Be grateful you’re reading a review of this novel in Singapore, where you may just have escaped the media hype –Vanity Fair even published an e-book on the making of The Art of Fielding – and a loud backlash from those who felt Chad Harbach’s debut didn’t live up to its billing.
The story is to a certain extent about baseball, but don’t let that put you off. Really, it’s a tale about errors – which are punctiliously (and cruelly) logged in official baseball statistics – and how mistakes on and off the diamond disrupt the lives of five people at Westish College. The most prominent is small-town boy Henry Skrimshander, whose gift for fielding and avoiding cock-ups has led to his glove being nicknamed ‘Zero’. The prodigious sportsman finds his mental wellbeing in tatters when a freak gust of wind ends a streak of mistake-free games, and puts roommate and fellow Westish Harpooners player Owen into hospital. The chain of events opens up our carefully drawn main cast to various kinds of love: straight, gay, platonic, family and, of course, the love of the game.
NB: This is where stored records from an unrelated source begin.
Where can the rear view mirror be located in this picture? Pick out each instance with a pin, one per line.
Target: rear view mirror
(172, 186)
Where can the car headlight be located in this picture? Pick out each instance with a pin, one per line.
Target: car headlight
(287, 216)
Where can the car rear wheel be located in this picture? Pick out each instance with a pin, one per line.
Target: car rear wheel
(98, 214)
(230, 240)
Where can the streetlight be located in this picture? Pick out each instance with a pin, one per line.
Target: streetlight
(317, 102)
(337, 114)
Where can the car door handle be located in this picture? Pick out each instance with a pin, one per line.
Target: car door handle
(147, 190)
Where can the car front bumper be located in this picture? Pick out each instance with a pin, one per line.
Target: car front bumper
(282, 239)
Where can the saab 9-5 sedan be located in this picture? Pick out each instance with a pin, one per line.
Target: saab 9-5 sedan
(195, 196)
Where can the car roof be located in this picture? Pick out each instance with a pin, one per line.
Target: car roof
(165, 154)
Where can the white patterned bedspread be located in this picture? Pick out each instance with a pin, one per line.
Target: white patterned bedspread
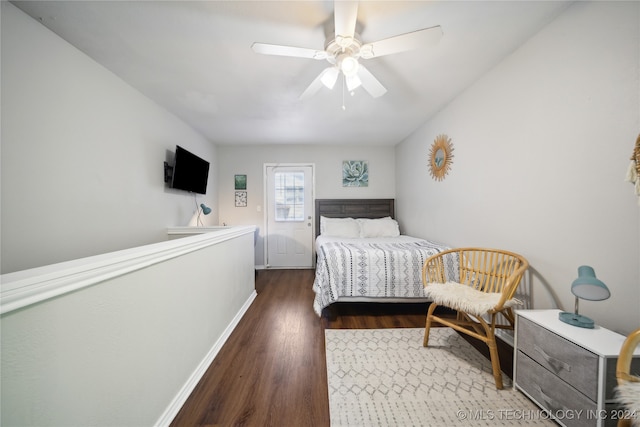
(382, 267)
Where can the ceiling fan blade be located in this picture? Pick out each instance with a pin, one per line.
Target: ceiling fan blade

So, a baseball-set love story? Sort of, but it’s not that simple. The Art of Fielding is also a study in depression as well as a tale of searching for spiritual peace. And if you’ve ever come across New York’s hipper-than-thou n+1 magazine – of which Harbach is a founder – you won’t be surprised to find the story shot through with smart literary references: Herman Melville looms particularly large, from the name of the team to Henry’s pursuit of his own metaphorical white whale when he starts to overthink rather than trust his instincts.
Detractors or not, my instinct is that this utterly readable book is essential.